In line with this design, the MDC formations were encouraged to unite behind the so-called "people-driven constitution" in an effort to postpone the harmonised elections from 2008 to 2010. Mr Tsvangirai failed to follow this U.S. plan as Sadc, through former South African President Thabo Mbeki, was pushing for a negotiated solution.
This led Dell to conclude that "Tsvangirai is ... a flawed figure, not readily open to advice, indecisive and with questionable judgement" in the 2007 cable to Washington.
It seems that Dell, at his departure, was quite sure that his regime change agenda had succeeded, and that, with the help of the donor community, especially USAID, change was in the offing.
He wrote: "Change is in the offing, we need to step up our preparations.
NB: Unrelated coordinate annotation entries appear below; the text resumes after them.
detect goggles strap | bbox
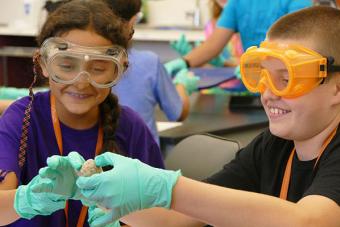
[327,65,340,72]
[326,56,340,72]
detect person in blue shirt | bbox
[165,0,312,75]
[106,0,198,145]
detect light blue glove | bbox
[164,58,188,77]
[170,34,192,56]
[77,152,181,224]
[234,65,242,80]
[173,69,200,95]
[87,206,120,227]
[34,152,85,199]
[14,175,67,219]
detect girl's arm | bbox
[0,172,20,226]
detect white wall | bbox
[146,0,209,27]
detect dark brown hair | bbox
[105,0,142,21]
[20,0,129,161]
[267,6,340,65]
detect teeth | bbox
[69,93,86,98]
[269,107,289,115]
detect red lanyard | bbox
[50,94,103,227]
[280,127,337,200]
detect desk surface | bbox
[160,94,268,144]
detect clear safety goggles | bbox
[240,41,340,98]
[40,37,128,88]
The work done over the last year on transition planning has been extremely useful, both for stimulating a fresh look at our own assumptions and plans and for forging a common approach among the traditional donor community.
He makes an interesting revelation that was dismissed at the time – the revelation that NGOs were directly involved in regime change activities, in concert with the MDC-T.
Government briefly banned NGO work and asked all NGOs to re-register.
The MDC-T criticised government's move, but it is now clear that government was right in stating that NGOs were exceeding their mandate and meddling in internal politics.
Dell's leaked cable further reveals: "But the (regime change) process has lagged since the meetings in March in London and should be re-energized. It is encouraging in this respect that USAID Washington has engaged the Mission here in discussing how we would use additional resources in response to a genuinely reform-minded government."
He added: "I hope this will continue and the good work done so far will survive the usual bloodletting of the budget process."
While Dell admitted that African diplomacy was taking over the negotiating space, via mechanisms like Sadc, he however felt that the U.S. should lead the regime change process in Zimbabwe, citing countries like Australia and Britain and supragovernance structures like the E.U. and U.N. as failing to "pack enough punch".
This puts a stop to academic arguments that the U.S. was merely responding to a bilateral dispute between Zimbabwe and its ally, Britain. The U.S., it can now be categorically stated, has its own interests in changing the government of Zimbabwe, divorced from the standoff between Zimbabwe and Britain. That means any negotiations on sanctions removal, e.g. the E.U.-Zimbabwe talks, are mere moot points unless they involve the U.S. as well.
Dell concluded: "The Africans are only now beginning to find their voice. Rock solid partners like Australia don't pack enough punch to step out front and the U.N. is a non-player. Thus it falls to the U.S., once again, to take the lead, to say and do the hard things and to set the agenda."
Unfortunately, the MDC-T is not mentioned in any of these structures. They are a mere conduit for the realisation of U.S. foreign policy objectives in Zimbabwe and the region, and are a dispensable lot in the Washington's eyes. The sooner they realise this, the better for everybody.